3. “segment polarity genes" – these genes affect head-to-tail polarity of individual segments, which means that the anterior and posterior ends of an individual segment differ. The gene “hedgehog” is a segment polarity gene.
The three gene types are expressed in three consecutive waves, which in Drosophila last only a few hours. These genes reflect the increasing refinement in the developmental programme of Drosophila.
Nüsslein-Volhard and Wieschaus published the major results of the work they carried out at EMBL in the journal “Nature” in 1980. The paper had a great impact on future scientists and is regarded as a milestone in developmental biology.

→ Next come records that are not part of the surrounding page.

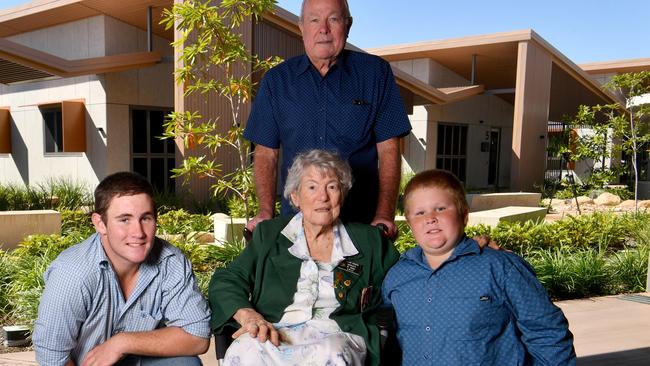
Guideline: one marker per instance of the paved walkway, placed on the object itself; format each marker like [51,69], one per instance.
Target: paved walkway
[608,331]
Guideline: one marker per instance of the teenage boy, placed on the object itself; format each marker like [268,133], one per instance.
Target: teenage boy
[122,296]
[458,304]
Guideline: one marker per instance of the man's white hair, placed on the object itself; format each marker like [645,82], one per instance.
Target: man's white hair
[346,10]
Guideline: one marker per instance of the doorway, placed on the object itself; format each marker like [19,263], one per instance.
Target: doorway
[495,155]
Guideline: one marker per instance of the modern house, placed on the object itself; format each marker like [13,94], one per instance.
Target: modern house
[85,85]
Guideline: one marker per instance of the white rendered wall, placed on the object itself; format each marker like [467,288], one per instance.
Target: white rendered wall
[108,98]
[480,113]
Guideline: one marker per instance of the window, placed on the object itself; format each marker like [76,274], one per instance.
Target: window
[53,118]
[150,156]
[64,127]
[5,131]
[451,150]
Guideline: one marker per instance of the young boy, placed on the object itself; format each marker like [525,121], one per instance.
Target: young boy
[458,304]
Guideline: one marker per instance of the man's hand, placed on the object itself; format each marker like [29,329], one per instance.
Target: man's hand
[253,323]
[107,353]
[391,231]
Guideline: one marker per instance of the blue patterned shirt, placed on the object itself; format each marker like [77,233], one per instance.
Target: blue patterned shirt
[82,305]
[480,306]
[353,107]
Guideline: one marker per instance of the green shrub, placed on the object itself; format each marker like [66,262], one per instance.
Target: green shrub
[55,193]
[65,194]
[629,270]
[182,222]
[28,263]
[76,222]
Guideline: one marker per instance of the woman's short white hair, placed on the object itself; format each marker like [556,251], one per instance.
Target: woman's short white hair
[326,162]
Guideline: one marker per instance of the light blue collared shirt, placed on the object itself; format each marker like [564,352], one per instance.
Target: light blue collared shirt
[82,305]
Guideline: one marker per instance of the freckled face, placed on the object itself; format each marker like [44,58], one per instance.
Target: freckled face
[318,197]
[324,30]
[435,221]
[129,231]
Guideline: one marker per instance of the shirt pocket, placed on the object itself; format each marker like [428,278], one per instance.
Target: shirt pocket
[142,321]
[472,317]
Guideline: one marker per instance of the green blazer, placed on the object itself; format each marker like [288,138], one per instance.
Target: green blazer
[265,275]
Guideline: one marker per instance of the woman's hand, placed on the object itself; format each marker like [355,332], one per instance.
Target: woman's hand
[253,323]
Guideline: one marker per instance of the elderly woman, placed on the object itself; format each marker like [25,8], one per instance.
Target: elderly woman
[306,288]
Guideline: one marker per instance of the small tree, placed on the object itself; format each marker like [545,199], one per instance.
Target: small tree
[209,44]
[626,125]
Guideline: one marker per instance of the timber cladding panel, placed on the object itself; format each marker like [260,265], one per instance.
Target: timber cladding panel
[74,125]
[5,131]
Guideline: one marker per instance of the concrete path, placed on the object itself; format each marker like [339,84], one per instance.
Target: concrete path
[608,331]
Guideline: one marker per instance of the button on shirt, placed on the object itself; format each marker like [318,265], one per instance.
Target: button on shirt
[82,305]
[349,110]
[479,306]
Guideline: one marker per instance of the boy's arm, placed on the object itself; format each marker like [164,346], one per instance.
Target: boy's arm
[164,342]
[61,311]
[544,328]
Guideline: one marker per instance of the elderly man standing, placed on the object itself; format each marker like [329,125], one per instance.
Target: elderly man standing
[332,99]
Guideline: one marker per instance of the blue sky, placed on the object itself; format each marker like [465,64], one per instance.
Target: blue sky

Generations of young scientists are still focusing on the elucidation of these genes.
Homeodomain and Hox genes
A few years after this sensational publication, two groups of scientists discovered independently from each other that many of these homeotic genes had a DNA sequence of 184 nucleotides in common: Michael Levine and William McGinnis were working in Walter Gehring’s lab in the Basel Biocentre; Matthew Scott was working with Thomas Kaufman at Indiana University in Bloomington, USA. This sequence, named homeobox, encodes a 60 amino acid long protein domain (homeodomain). Most homeobox genes encode transcription factors. The products of homeotic genes (Hox genes) that have a homeodomain are referred to as Hox proteins. However, there are also genes with a homeobox that are not homeotic genes; such genes encode adhesion proteins, receptors and components of signalling chains.

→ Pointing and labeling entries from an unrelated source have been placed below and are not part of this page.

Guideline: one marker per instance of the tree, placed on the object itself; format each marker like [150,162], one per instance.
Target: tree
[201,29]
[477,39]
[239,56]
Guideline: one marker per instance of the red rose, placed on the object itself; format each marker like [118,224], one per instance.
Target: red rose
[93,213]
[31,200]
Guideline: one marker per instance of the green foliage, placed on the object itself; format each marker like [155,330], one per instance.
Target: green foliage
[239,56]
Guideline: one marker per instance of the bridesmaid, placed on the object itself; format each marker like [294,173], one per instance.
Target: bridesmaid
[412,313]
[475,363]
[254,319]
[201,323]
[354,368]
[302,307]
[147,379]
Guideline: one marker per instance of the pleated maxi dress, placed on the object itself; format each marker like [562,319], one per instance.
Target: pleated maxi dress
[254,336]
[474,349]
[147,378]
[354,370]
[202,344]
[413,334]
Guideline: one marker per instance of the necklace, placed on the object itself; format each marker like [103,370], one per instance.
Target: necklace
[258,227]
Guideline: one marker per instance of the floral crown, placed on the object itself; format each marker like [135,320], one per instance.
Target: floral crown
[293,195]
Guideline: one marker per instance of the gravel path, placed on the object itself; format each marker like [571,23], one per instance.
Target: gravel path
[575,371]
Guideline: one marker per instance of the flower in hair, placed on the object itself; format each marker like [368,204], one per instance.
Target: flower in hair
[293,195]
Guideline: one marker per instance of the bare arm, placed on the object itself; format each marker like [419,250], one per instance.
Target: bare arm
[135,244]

Unexpectedly, the researchers found a virtually identical sequence in many genes in almost all living organisms, including vertebrates. In addition, these sequences turned out to be components of homeotic genes that are arranged on the chromosomes according to the aforementioned principle of colinearity. Vertebrates have four such clusters, totalling around 40 genes. As in the fly, the order of the genes in each cluster relates both to their time of action and to the body part on which they act. Nowadays, there is no doubt whatsoever that these genes have arisen by way of gene duplication as was postulated by Calvin Bridges 80 years ago.

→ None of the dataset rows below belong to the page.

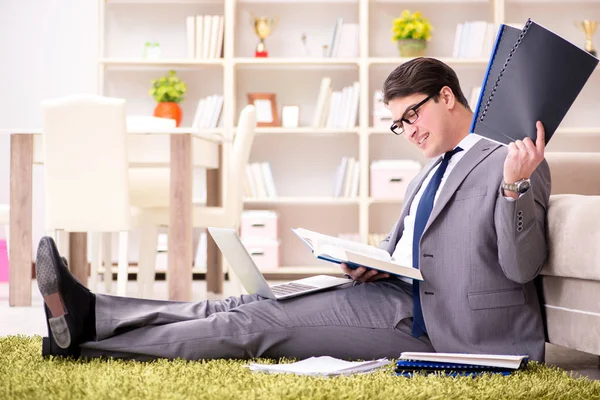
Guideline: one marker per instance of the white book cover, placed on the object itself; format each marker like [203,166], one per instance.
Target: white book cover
[190,36]
[214,36]
[339,178]
[354,105]
[199,35]
[217,111]
[219,50]
[355,180]
[322,101]
[348,176]
[336,98]
[208,112]
[344,108]
[198,115]
[206,34]
[349,41]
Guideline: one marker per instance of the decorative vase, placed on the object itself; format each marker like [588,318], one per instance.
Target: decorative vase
[412,47]
[169,110]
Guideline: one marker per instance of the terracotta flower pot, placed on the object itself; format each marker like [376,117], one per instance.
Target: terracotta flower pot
[412,47]
[169,110]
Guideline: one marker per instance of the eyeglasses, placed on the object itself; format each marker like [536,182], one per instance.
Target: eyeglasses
[410,117]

The most surprising observation came from a comparison between the sequence of bases for genes in similar positions in different clusters of the same animal (the mouse for example) with those in similar positions in the single cluster of the fly. For each position, the genes in the mouse and the fly are more similar than those between two genes of any cluster within the same species.
This means that the same type of genes control early embryonic development in flies and mice (and humans) and that similar genetic control mechanisms have been conserved during evolution – at least since the late Precambrian 650 million years ago when insects and mammals diverged. In her speech at the Nobel Banquet in December 1995, Christiane Nüsslein-Volhard highlighted that “it has become apparent that at least some of the fundamental principles we learned from the fly apply to higher vertebrates as well, including humans” and quoted from Goethe’s poem “Metamorphosis of Animals”:
All its organs are formed according to laws that are timeless, even a form very rare will hold to its type, though in secret.
Subsequent research in mice showed that the normal function of these genes is to inform embryonic cells of their position. According to which of the 40 genes are active, a cell can tell how far from the head and from the tail it should be located. If all the genes in a particular position in all four clusters are silenced, one part of the body is converted into the likeness of another, a true vertebrate analogy of Bateson’s homeosis.